The room is OK and stifling hot, so I nip downstairs and bring up the fan. That’s much better.

A quick wash of the undies and I sit down to do some work but my heart isn’t in it and eventually I drift off to bed with most of the stuff undone.

I can’t keep it up these days like I used to.

Wednesday 13th July 2016 – I’M BACK …

… in Leuven. My stay back in France didn’t last too long, did it?

I had another good sleep, only having to leave the bed once. Well, twice actually, but seeing that the second time was 05:50, just 10 minutes before the alarm was due to go off, I didn’t bother going back downstairs. Instead, I dressed and went down to make breakfast.

By the time that I had done that, made my butties for lunch and had a shower and change of clothes, it was 07:10 and Terry was ready so we hit the road.

It was a beautiful drive right across France to the Rhône valley and Lyon, and we were there on the outskirts of the city by 09:20. The next 6 kilometres was a different proposition. With the traffic queue that we encountered and then the changes to Lyon’s road network that weren’t shown on Terry’s Satnav, it was 10:10 when we arrived at the station. It’s a good job that we had allowed plenty of time for the journey.

There was however plenty of time for a coffee as the TGV was late arriving. 11:00 was the time of departure, but we finally set off at 11:25. We stopped at Marne la Vallée, Paris Charles de Gaulle and Lille as I expected, but also at Haute-Picardie and Arras which I hadn’t realised. Consequently it was 15:30 when we pulled into Bruxelles-Midi.

The journey wasn’t boring though. I did a pile of work on my website, though and I was sitting next to a woman whose father was born in Les Ancizes. We had a lengthy chat about the Auvergne, and she and I set the world to right about the Brexit. It’s not very often that I meet someone who thinks along my lines.

A brief amount of excitement at Bruxelles-Midi was when I bought my ticket for my onward trip to Leuven. I used one of the automatic machines and I received my ticket, plus one from the previous passenger who had clearly forgotten to pick it up. I had to find an information booth to leave it there.

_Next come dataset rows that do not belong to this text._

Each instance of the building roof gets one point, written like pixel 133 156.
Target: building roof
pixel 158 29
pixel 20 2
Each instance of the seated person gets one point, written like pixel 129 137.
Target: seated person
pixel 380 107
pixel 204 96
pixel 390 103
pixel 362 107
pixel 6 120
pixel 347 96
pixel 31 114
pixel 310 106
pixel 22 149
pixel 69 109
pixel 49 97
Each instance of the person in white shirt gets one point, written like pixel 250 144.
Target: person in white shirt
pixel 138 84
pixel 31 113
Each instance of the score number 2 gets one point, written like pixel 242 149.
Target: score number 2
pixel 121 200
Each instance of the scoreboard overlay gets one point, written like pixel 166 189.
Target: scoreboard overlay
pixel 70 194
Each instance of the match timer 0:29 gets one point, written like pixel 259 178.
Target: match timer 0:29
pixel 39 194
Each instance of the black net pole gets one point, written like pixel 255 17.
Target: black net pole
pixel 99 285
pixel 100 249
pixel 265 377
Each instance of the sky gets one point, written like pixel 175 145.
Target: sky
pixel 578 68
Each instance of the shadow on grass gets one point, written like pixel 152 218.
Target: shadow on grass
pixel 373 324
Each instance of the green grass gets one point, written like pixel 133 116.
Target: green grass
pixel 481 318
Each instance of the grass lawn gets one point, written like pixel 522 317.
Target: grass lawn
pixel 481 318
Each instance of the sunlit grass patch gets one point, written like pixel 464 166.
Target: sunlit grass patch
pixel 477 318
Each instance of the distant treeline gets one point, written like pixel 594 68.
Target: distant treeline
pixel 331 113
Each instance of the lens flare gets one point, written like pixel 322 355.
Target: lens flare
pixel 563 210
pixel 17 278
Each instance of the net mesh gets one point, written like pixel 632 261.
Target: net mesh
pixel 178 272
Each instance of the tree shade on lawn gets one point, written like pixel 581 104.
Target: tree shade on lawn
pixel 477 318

15:56 was my train to Leuven, and by 16:30 I was there on the station. And it was pouring down too. It started almost as soon as we arrived at Charles de Gaulle and had continued for almost all the way. Typical Northern French and Belgian weather.

It soon brightened up though and so I set off for my place of residence. Half an hour’s brisk walk it took me to arrive here and that was carrying a large bag too. That made me think how much my health must have improved. I would never have done this two or three months ago, and round about now i ought to be experiencing a collapsed blood count and expecting a blood transfusion instead.

It’s nice to be back in my little room again, even if I am moving on to another room tomorrow. I grabbed a coffee and sat down for a relax. Tea was rice with lentils peas and carrots and it was delicious too. I must remember to buy some more boulghour tomorrow.

Now, I’m going to have an early night. After my marathon voyage today, I reckon that I’ve earned it.